What is the gaps-and-islands problem, and how do you solve it with window functions?
Gaps-and-islands is the problem of identifying contiguous ranges (islands) within ordered sequential data and the breaks (gaps) between them. The classic solution subtracts a dense sequential integer from the ordering column — equal differences belong to the same island.
How to think about it
This is a classic hard SQL problem that shows up in real work — sessionization, streak counting, finding outage windows, detecting login gaps. The trick once you see it is surprisingly elegant, but it takes a moment to internalize why it works.
The problem
Given a table of dates with some missing, group consecutive present dates into contiguous ranges (islands) and identify the breaks (gaps) between them.
For example: dates Jan 1, 2, 3, 5, 6, 9 should produce three islands: Jan 1-3, Jan 5-6, Jan 9.
Why the row_number trick works
Imagine numbering the dates 1, 2, 3, 4, 5, 6 in order. Now subtract the row number from the date value. For a consecutive sequence, each date increases by 1 and each row number increases by 1 — the difference stays constant. The moment there is a gap in the dates, the date jumps by more than 1 but the row number only jumps by 1, changing the difference. Same difference = same island.
Run it yourself
Variant: status-based islands (event sequences)
When you are not working with dates but with state changes — like consecutive rows where status = 'active' — use LAG to detect each boundary and SUM over a running window to assign group IDs:
WITH flagged AS (
SELECT
user_id, event_time, status,
CASE
WHEN status <> LAG(status) OVER (PARTITION BY user_id ORDER BY event_time)
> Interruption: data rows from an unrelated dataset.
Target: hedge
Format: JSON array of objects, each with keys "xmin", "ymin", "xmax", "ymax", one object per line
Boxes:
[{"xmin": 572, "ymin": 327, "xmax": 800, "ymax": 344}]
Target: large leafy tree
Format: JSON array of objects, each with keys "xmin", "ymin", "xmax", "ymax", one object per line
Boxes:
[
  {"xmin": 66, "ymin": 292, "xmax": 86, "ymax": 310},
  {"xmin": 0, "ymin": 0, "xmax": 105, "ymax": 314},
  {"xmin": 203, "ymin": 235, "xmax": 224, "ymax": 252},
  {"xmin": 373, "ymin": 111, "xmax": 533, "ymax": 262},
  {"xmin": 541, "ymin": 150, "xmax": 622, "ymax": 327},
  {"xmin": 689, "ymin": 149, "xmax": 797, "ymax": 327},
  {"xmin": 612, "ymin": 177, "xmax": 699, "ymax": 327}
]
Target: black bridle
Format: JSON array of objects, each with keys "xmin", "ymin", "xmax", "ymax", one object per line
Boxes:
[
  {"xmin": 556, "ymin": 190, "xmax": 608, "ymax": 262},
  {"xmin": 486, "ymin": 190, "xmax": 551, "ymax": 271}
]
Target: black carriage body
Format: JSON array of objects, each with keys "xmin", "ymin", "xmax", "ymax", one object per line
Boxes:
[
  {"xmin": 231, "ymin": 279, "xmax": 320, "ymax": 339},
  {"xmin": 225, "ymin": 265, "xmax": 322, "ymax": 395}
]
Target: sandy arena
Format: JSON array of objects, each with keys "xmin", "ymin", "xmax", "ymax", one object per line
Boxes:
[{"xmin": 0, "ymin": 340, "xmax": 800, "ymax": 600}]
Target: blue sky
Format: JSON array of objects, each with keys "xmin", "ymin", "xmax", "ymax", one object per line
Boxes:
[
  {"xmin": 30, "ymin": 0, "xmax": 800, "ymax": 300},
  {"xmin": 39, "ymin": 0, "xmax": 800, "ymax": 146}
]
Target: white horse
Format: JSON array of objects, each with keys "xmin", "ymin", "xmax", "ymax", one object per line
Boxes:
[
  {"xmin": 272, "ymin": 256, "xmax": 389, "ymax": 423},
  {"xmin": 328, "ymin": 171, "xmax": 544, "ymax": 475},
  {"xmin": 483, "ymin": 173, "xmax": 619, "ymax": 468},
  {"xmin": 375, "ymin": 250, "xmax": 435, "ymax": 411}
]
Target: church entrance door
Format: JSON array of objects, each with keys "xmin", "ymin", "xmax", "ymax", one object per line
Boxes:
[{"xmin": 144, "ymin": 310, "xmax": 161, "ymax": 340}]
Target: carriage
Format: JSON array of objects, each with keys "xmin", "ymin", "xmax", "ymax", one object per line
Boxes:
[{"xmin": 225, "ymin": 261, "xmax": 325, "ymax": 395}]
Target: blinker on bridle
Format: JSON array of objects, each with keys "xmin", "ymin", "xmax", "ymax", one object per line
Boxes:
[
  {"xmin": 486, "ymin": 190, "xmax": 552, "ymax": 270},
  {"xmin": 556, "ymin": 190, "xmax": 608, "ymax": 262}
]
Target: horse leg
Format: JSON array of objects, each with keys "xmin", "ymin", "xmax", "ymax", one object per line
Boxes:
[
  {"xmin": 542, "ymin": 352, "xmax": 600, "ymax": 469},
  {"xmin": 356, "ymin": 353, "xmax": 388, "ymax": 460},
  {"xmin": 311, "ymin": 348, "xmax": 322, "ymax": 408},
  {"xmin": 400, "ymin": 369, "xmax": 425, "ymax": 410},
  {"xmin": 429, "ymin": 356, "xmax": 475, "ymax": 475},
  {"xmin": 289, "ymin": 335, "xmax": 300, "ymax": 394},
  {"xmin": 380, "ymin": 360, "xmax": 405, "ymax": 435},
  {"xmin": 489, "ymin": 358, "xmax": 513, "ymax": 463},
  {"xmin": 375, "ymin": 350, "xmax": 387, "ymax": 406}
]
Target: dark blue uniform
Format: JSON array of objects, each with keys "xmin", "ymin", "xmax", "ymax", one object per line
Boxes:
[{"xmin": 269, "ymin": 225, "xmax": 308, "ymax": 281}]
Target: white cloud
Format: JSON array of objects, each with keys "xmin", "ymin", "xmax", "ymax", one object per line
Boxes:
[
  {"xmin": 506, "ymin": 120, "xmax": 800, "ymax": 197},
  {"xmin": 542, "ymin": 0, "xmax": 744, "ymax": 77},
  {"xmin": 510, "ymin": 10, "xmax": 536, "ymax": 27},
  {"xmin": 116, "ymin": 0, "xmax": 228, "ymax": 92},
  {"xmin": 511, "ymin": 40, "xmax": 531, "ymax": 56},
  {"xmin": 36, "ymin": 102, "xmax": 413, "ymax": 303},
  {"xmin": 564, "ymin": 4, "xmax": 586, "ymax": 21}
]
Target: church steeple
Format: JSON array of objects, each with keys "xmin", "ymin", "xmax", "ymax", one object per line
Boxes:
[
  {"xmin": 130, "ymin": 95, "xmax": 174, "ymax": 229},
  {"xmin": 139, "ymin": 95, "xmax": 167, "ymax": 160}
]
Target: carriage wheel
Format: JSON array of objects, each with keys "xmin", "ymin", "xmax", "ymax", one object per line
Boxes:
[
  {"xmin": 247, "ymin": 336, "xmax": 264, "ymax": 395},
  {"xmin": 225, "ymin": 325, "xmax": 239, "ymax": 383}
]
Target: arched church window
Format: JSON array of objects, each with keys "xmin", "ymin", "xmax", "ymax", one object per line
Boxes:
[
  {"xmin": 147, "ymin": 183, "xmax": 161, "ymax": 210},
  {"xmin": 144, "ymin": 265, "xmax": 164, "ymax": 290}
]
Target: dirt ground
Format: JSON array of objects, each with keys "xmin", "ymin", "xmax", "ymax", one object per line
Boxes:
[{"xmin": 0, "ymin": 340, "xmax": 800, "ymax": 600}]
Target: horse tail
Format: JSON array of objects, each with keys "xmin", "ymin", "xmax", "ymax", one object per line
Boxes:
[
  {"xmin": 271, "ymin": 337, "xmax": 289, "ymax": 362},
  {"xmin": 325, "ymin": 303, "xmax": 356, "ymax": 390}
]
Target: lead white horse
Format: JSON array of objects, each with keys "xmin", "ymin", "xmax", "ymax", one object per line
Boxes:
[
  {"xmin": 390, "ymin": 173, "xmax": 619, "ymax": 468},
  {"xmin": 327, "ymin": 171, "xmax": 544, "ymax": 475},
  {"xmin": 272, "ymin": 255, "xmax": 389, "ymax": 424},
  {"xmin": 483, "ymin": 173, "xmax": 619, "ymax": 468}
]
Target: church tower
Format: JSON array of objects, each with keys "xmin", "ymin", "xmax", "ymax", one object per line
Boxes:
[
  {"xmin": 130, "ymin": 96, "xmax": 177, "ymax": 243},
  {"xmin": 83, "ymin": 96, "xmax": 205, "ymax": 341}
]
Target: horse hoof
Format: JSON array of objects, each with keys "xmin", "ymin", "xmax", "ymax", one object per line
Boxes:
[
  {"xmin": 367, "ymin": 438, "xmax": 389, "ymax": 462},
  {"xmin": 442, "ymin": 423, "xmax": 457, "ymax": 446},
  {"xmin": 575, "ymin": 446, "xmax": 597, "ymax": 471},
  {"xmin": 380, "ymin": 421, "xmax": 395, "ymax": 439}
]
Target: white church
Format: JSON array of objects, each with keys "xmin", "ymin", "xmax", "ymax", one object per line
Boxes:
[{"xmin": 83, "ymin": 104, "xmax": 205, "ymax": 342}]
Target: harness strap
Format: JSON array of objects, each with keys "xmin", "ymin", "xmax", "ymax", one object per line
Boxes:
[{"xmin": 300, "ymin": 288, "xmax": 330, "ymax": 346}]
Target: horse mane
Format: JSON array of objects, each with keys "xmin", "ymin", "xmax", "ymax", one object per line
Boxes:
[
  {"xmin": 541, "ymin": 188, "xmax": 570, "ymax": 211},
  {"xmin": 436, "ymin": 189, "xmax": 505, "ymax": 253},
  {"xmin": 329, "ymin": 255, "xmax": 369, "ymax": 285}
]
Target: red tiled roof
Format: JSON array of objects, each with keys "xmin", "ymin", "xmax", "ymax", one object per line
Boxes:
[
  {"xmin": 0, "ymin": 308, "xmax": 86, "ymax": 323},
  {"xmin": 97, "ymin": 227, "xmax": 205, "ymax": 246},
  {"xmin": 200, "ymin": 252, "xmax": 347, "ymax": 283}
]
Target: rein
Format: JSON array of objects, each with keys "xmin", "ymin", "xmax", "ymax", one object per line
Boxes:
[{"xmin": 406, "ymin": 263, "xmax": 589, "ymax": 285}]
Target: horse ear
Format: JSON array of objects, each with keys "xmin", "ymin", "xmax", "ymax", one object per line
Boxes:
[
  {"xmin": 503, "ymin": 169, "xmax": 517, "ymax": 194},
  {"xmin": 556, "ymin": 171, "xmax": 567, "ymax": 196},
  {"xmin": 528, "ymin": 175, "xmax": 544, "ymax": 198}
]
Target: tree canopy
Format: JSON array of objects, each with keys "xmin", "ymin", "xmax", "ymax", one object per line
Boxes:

OR LAG(status) OVER (PARTITION BY user_id ORDER BY event_time) IS NULL
THEN 1 ELSE 0
END AS is_new_group
FROM events
),
grouped AS (
SELECT *,
SUM(is_new_group) OVER (
PARTITION BY user_id ORDER BY event_time
ROWS UNBOUNDED PRECEDING
) AS grp
FROM flagged
)
SELECT user_id, status, MIN(event_time) AS period_start, MAX(event_time) AS period_end
FROM grouped
GROUP BY user_id, status, grp
ORDER BY user_id, period_start;
SUM(is_new_group) acts as a running counter that increments each time a new island begins.